I mean indeed we had attended the classes, and I did use to babysit and D swears he practically raised his sister but still here we were in this foreign city, far from any family, any friends and we were going home to this new apartment that we had not even unpacked with a baby...A BABY, four hours old. I was petrified, I wished my mom was here, I wished D's mom was was here, heck I wished A MOM was here...wait A MOM was here ..it was me.

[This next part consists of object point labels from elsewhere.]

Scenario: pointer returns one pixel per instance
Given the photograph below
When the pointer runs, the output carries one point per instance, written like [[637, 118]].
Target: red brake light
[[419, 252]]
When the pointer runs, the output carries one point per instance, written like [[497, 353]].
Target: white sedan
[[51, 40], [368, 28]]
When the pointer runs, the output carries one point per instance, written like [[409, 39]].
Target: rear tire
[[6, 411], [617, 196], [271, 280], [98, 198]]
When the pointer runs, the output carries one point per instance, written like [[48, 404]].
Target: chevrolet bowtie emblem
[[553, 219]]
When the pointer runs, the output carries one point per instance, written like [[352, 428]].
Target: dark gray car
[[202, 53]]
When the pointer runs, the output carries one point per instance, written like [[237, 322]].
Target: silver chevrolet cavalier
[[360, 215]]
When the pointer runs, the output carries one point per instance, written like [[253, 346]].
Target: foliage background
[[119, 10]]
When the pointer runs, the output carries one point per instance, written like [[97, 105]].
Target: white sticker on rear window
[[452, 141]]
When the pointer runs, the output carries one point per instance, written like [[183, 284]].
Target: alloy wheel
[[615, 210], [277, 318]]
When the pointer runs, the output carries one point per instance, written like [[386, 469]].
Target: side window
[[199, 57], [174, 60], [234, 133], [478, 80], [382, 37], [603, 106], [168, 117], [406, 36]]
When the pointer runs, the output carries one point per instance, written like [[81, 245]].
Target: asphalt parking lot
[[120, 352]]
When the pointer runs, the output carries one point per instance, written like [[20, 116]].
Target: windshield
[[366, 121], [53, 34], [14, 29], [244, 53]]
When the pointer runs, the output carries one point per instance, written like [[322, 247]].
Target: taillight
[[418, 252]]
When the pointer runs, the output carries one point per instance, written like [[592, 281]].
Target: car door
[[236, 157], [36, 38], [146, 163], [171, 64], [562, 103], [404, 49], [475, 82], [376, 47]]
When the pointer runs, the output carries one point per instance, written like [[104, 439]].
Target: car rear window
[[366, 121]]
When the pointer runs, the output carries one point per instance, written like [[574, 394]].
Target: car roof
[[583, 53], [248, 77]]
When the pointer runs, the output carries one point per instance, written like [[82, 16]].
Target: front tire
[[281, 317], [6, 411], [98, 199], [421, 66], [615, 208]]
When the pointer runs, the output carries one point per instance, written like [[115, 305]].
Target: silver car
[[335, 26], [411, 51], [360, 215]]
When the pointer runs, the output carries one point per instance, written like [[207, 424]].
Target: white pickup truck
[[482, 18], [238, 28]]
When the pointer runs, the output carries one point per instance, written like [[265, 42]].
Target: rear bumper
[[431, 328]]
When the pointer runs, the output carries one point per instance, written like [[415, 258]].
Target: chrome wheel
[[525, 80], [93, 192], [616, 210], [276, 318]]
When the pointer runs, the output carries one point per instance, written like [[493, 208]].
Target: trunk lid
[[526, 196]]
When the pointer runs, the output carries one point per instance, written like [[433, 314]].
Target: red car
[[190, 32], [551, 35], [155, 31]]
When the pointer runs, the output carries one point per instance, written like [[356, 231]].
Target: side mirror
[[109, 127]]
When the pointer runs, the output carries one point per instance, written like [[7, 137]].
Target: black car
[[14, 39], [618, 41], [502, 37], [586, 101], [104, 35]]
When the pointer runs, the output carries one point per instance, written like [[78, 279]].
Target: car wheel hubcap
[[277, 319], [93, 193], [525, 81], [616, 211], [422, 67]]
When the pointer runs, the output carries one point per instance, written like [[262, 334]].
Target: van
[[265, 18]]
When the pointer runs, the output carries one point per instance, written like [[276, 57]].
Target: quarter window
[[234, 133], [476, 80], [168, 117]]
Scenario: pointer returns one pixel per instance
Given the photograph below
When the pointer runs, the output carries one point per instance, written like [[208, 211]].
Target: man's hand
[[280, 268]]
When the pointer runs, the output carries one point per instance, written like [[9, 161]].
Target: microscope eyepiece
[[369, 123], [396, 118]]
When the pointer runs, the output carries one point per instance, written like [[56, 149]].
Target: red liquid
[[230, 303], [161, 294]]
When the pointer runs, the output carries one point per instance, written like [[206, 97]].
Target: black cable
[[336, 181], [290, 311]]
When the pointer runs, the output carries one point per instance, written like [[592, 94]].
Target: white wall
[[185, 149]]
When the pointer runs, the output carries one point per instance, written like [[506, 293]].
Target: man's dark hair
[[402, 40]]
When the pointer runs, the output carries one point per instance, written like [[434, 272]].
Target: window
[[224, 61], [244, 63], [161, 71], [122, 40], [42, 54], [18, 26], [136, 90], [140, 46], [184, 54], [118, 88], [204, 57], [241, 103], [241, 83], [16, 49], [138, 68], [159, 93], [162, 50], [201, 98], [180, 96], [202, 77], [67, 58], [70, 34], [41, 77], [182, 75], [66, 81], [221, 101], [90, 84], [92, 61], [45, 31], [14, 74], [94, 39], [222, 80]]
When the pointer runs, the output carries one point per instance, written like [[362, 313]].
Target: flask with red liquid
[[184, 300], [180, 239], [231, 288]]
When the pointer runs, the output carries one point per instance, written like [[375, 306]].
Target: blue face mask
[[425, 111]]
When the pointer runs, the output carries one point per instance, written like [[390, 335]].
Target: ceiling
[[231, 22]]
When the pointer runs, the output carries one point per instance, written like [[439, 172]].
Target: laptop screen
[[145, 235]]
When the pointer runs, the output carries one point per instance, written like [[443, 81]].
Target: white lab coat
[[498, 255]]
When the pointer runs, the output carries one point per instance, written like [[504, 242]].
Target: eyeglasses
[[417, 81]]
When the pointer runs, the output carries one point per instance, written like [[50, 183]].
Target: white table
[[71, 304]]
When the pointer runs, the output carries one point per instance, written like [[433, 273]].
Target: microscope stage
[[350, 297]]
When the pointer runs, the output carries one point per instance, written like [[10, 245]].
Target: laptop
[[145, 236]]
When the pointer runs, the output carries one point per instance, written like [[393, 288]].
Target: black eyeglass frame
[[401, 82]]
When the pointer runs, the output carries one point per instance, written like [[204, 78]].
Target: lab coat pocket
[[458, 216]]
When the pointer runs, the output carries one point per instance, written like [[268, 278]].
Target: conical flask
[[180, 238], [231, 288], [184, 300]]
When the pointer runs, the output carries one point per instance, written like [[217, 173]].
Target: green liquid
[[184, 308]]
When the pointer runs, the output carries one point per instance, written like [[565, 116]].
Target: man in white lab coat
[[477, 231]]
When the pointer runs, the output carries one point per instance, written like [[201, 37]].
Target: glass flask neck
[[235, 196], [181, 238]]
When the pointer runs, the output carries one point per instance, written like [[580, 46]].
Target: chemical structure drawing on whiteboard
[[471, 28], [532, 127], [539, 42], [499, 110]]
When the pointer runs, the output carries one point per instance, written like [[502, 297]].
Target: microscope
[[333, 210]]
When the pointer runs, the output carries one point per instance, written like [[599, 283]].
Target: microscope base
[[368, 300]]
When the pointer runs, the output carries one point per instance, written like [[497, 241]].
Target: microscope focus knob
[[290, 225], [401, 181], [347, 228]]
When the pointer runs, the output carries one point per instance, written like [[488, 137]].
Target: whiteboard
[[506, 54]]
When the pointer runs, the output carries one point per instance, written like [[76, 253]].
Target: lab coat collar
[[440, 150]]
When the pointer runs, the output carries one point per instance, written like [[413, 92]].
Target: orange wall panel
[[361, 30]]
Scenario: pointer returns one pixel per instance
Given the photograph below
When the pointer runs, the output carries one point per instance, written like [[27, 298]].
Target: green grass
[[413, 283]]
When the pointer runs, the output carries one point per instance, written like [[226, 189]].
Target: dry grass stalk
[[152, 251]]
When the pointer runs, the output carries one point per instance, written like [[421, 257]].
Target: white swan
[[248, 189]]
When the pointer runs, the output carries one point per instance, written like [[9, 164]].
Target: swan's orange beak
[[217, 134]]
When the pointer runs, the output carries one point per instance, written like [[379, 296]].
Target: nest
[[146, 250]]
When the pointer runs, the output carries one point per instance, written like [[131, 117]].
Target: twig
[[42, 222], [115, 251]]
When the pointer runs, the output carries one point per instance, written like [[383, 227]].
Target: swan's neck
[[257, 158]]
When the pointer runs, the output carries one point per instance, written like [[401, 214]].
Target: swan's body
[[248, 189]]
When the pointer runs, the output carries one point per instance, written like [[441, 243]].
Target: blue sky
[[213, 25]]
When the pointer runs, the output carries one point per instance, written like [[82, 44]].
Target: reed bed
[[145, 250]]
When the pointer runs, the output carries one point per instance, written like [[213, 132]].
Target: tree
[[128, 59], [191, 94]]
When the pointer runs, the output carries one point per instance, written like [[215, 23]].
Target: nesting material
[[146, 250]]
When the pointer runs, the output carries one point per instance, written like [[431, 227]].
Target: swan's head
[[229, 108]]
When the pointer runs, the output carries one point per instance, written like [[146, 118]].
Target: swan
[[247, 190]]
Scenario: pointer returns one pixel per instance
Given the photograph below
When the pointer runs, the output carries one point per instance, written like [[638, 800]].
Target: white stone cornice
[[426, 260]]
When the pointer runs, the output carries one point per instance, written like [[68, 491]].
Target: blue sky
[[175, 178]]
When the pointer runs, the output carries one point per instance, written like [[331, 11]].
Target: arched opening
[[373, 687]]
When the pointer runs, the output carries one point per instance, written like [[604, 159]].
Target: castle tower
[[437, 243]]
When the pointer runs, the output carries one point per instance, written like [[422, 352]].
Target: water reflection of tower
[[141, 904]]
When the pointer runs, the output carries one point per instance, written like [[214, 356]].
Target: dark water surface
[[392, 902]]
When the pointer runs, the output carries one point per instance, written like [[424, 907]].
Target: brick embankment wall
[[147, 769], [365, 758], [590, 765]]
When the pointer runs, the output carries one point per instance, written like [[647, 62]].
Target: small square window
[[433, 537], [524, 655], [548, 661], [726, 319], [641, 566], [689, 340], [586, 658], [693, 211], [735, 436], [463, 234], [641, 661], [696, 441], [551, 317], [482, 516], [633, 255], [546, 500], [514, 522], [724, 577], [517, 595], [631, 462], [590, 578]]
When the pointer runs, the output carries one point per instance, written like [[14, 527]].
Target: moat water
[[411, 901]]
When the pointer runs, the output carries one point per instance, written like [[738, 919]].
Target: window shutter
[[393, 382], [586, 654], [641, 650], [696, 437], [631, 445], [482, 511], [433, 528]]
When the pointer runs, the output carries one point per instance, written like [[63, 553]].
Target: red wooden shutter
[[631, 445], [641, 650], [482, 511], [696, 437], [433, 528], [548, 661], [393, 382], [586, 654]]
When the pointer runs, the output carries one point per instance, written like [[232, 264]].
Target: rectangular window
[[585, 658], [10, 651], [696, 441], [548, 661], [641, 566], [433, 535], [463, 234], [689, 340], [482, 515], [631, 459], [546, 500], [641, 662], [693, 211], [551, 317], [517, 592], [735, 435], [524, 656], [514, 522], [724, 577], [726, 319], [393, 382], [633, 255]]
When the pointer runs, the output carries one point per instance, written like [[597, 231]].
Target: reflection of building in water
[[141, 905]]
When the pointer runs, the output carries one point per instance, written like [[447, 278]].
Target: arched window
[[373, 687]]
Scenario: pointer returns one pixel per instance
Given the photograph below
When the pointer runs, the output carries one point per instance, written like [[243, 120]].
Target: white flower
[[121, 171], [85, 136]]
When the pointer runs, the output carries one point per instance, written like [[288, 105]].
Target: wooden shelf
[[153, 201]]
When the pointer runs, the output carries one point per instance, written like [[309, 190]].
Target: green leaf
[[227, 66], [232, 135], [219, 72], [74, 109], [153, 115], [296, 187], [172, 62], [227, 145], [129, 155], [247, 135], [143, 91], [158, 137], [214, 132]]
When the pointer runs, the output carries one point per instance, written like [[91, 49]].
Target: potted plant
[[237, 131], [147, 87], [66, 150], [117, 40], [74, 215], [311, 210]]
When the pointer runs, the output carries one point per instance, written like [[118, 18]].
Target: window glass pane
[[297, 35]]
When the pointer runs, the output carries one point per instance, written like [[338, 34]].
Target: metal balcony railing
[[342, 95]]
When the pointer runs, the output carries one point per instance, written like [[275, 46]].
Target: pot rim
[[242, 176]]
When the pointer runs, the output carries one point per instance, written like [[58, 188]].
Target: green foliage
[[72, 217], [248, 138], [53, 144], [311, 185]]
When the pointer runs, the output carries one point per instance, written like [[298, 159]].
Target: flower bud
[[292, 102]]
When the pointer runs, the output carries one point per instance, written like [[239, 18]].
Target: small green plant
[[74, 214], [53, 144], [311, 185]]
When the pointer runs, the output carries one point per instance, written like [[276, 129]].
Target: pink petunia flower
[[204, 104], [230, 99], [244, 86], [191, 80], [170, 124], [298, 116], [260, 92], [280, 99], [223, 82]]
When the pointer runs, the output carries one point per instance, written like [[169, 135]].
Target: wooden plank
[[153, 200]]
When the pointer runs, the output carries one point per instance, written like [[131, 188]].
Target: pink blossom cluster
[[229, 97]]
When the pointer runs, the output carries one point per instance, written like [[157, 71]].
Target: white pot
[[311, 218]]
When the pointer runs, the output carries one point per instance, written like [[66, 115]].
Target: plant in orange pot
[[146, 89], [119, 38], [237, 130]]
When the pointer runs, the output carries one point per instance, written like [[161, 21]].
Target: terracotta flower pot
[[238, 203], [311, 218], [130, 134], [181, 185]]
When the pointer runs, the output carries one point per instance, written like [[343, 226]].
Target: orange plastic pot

So we packed her up in the car seat, the midwife checked it for us and helped us load it in and off we drove towards the Holland Tunnel, I wished we still lived in NY at least I knew people there, but alas we were a "family" and so we needed a bigger place and NJ fit our US Navy salary and Manhattan was not trying to hear our budget, so to NJ we went. I remember as we pulled off D and I looked at each other and we just stopped, everything stopped, time stopped, I think our hearts even stopped and we let go this collective sigh and everything started again, but it started over. We started over.
We were parents - responsible for this little life we had created, but now in that moment that life, that 7.7 lbs, 21 inches of hope, joy, love, and wonder, that MasonMarie - she created US.
With that we pulled off and thank God she never made a peep, not in the car ride, not even up the three flights of steps as we carried all our stuff, we called our folks and told them we were home and then we fell out, on the couch, we did not even make it to the bed. At some points we felt completely alone but we had each other and God remained with us the entire time.
Until MasonMarie woke us with her cries for food. We took turns sleeping, holding her, putting her in her bassinet or chair. Honestly I don't think we left that couch for like three days. It was Labor Day Weekend, so even though the Midwife was supposed to make a home visit on Day 1 she didn't because of the holiday. So we just ate, slept, and looked at her hardly ever moving more than a few feet from the living room area. Our parents called with advice but they could not visit until the next week. Soon we got the hang of things and I prepared to return to school on Friday.
Then we looked up....and she turned 7........ Really it happened that quick.................well not really but the rest is for a different day..
Happy Birthday My Love, My First Love : MasonMarie Ariella - Stone or Strong Rebellion Lion of God is her literal meaning - She is in fact Strong, Rebellious and on fire for God.
We pray her light, her love, her laugh will forever shine bright lighting a path for herself and others.